Week 22 of the Household Pulse Survey is the first published data table to cover responses collected in 2021. According to the survey, 21% of all adult renters are not caught up on last month’s rent payment. And among those who are behind on their rent, 47% say they feel it likely they will be evicted from their house in the next two months. 

Among individual states, Louisiana and South Carolina have the highest proportion of households not caught up on last month’s rent, each at slightly over 35%. Those states were closely followed by Delaware, New York and Mississippi. 

Americans from a variety of backgrounds are experiencing pandemic-related financial hardship and this comes through in the data. But the data also reveal that certain segments of the population are far more likely to experience housing insecurity than others. 
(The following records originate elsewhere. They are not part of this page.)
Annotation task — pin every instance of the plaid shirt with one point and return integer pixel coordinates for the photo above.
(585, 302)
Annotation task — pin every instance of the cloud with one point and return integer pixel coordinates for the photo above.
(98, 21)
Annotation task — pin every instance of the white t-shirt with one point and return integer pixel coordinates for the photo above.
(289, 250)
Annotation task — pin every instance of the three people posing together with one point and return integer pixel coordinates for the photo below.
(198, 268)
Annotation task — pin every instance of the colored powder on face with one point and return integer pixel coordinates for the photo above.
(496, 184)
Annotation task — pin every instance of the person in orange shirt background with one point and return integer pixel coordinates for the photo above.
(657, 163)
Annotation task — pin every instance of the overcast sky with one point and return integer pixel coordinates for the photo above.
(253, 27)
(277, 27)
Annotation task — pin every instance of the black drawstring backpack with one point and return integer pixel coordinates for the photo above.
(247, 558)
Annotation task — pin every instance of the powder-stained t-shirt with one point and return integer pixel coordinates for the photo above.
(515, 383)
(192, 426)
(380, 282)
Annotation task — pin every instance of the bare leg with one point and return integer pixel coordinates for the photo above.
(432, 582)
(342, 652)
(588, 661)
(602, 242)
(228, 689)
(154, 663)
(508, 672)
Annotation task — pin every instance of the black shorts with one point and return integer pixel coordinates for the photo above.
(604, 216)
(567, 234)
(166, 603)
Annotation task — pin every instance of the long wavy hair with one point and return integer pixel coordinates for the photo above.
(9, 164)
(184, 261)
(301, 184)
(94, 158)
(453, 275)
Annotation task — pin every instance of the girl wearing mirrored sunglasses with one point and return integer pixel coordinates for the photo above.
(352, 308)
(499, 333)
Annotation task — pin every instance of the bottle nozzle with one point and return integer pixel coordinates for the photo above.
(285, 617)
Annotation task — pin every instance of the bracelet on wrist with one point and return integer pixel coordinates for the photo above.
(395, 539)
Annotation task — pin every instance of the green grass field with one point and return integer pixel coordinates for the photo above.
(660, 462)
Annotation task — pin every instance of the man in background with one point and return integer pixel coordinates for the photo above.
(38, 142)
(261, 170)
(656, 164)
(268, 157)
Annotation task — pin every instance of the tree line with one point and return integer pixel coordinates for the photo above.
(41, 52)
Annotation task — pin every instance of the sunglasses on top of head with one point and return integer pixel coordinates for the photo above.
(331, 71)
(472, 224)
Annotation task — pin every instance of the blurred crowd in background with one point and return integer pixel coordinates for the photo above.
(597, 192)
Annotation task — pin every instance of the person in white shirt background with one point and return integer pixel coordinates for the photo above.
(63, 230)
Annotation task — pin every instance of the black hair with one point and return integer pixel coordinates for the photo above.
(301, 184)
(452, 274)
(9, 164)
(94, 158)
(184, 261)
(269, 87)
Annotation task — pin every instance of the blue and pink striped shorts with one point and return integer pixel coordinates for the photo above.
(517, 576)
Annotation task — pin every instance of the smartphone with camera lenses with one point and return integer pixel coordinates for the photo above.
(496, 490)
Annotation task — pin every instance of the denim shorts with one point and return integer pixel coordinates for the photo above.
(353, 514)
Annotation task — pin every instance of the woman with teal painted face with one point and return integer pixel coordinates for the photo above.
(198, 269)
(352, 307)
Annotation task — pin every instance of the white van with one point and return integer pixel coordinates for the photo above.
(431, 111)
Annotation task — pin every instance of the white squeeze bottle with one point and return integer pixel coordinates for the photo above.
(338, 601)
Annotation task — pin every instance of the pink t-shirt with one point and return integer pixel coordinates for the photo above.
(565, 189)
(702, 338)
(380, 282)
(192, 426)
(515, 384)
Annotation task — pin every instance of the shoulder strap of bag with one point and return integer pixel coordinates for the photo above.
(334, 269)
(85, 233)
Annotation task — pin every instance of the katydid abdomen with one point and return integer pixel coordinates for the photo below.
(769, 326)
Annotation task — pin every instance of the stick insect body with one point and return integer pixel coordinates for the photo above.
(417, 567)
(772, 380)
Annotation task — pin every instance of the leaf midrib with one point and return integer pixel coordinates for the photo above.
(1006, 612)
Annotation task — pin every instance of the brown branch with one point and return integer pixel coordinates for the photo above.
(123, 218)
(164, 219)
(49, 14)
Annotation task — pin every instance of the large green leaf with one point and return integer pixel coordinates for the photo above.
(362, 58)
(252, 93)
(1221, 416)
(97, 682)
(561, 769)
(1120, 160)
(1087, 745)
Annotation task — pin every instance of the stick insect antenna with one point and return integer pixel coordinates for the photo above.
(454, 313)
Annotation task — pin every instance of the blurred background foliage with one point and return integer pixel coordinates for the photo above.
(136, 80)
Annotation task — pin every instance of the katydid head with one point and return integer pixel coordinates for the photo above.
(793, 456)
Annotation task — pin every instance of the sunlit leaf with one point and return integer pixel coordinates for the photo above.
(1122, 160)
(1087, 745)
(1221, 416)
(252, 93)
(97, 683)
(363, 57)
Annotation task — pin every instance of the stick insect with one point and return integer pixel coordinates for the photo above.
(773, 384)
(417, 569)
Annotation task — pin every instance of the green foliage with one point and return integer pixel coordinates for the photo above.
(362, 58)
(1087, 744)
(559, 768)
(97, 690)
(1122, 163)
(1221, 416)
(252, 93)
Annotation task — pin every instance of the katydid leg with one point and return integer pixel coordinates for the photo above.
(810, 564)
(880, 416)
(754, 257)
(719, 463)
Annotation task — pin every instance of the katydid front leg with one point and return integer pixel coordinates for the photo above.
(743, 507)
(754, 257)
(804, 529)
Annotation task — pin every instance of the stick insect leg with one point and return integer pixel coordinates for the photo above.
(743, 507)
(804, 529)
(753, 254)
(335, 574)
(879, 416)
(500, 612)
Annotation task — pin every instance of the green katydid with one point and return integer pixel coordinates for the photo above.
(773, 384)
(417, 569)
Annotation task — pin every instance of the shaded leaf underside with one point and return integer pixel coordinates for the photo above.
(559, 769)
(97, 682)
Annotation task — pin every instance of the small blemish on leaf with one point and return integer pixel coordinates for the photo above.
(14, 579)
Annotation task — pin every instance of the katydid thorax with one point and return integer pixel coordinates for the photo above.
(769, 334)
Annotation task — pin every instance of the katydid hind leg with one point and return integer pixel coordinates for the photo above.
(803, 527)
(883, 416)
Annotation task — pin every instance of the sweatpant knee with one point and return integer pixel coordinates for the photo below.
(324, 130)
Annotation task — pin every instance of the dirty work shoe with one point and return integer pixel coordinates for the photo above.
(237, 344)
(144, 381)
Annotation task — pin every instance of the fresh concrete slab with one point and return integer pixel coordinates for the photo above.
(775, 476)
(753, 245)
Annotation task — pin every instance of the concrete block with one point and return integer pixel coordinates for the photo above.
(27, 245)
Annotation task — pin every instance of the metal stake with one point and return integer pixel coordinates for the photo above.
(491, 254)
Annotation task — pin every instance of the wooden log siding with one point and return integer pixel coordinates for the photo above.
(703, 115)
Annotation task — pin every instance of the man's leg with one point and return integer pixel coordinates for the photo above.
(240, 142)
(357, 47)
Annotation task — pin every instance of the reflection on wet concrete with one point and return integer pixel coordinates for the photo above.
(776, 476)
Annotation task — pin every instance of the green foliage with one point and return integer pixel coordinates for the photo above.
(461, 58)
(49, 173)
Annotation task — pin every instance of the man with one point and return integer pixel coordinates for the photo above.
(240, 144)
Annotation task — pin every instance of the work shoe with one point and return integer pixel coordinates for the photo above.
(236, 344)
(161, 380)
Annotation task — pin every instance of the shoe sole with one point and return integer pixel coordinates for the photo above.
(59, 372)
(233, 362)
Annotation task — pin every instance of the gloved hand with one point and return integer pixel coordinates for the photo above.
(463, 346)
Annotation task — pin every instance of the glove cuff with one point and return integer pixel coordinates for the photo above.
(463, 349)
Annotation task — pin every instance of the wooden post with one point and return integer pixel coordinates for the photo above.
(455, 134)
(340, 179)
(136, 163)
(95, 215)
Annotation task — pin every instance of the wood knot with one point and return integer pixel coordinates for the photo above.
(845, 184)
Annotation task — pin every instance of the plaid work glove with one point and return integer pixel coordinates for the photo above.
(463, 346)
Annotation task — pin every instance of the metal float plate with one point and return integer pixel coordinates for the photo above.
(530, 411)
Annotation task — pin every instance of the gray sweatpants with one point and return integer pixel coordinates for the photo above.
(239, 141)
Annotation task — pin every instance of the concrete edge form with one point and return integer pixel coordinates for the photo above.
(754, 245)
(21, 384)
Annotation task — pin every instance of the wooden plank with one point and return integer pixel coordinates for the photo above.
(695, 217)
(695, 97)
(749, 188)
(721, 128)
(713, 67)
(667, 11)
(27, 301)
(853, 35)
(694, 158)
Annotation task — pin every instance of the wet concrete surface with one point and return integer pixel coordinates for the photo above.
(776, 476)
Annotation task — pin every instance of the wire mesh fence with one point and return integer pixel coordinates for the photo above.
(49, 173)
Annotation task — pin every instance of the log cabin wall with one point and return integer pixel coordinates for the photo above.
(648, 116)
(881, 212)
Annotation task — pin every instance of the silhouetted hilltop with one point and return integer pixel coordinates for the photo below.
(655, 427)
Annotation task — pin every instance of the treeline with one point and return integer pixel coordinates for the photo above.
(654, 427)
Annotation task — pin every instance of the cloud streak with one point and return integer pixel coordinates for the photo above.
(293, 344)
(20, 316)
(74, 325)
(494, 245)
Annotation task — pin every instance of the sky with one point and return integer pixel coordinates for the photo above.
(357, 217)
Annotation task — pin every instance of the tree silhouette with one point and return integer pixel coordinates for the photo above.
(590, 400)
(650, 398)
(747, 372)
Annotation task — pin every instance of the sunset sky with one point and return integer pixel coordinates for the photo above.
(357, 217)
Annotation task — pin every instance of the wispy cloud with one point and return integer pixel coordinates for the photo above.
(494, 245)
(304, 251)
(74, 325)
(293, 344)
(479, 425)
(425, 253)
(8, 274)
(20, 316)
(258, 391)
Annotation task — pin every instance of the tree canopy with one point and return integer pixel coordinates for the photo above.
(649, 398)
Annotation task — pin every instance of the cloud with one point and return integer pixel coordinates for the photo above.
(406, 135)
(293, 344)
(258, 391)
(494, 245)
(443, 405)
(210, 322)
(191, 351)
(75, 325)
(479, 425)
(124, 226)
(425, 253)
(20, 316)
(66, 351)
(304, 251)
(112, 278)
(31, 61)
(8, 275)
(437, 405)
For example, at the beginning of January, Black renters were three times as likely as White renters to report falling behind on rental payments and Latino renters were 2.4 times as likely. In a report from the Aspen Institute on the COVID-19 Eviction Crisis published last August, the authors note that multiple studies of city-level data throughout the country show that people of color compose approximately 80% of those at risk of eviction

Renters with children are nearly twice as likely as renters with no children to worry about paying upcoming rent.

Additionally, 31% of adult renters with children report they are not caught up on the previous month’s rent, making them 2.2 times as likely to be behind on rent compared to those without children. In fact, studies have shown that the presence of children increases the likelihood that a household will have an eviction judgement passed against them. 

Survey respondents were also asked to rate their confidence in their ability to make next month’s rent. While response patterns are similar to those of the previous question, the answers reinforce the difficult situation that a large number of renters are in and the anxiety they must live with.

Thirty-one percent of adult renters report they have no confidence or slight confidence in their ability to make next month’s rent payment. Among Black renters, 46% have no or slight confidence in making rent—2.2 times as likely as White renters—and 44% of Latino renters respond the same. Adult renters with children (42%), again, are nearly twice as likely as those with no children (23%) to lack confidence in their ability to pay upcoming rent. 

We will have to wait and see how the next COVID-19 relief package takes shape as it moves through Congress—both chambers passed a budget resolution on Feb. 5 to initiate the drafting process. President Biden has called for an expansive relief package including $25 billion in rental assistance (with an additional $5 billion for home energy and water costs) and a further extension of the eviction moratorium until Sept. 30. Experts argue that to effectively address the threat of mass evictions, policy makers need to pair an eviction moratorium with some form of rent relief

Additionally, the moratorium itself is placing very real burdens on small, “mom and pop” landlords who own more than 40% of residential units according to Brookings. Some of these landlords, especially those considered low- to moderate-income, could likely be forced out of business unless they are able to recoup some of their losses incurred while maintaining building upkeep and paying property taxes and mortgages in the absence of income from rent.

Housing instability for renters is one of many consequences of the COVID-19 pandemic that are affecting millions of Americans, including loss of employment and decreased access to higher education, let alone widespread sickness and mortality. Unfortunately, over the course of the pandemic we have seen that certain segments of the population are disproportionately burdened to bear the brunt of these consequences. Here, too, the threat of eviction looms larger for some renters than others, especially for people of color.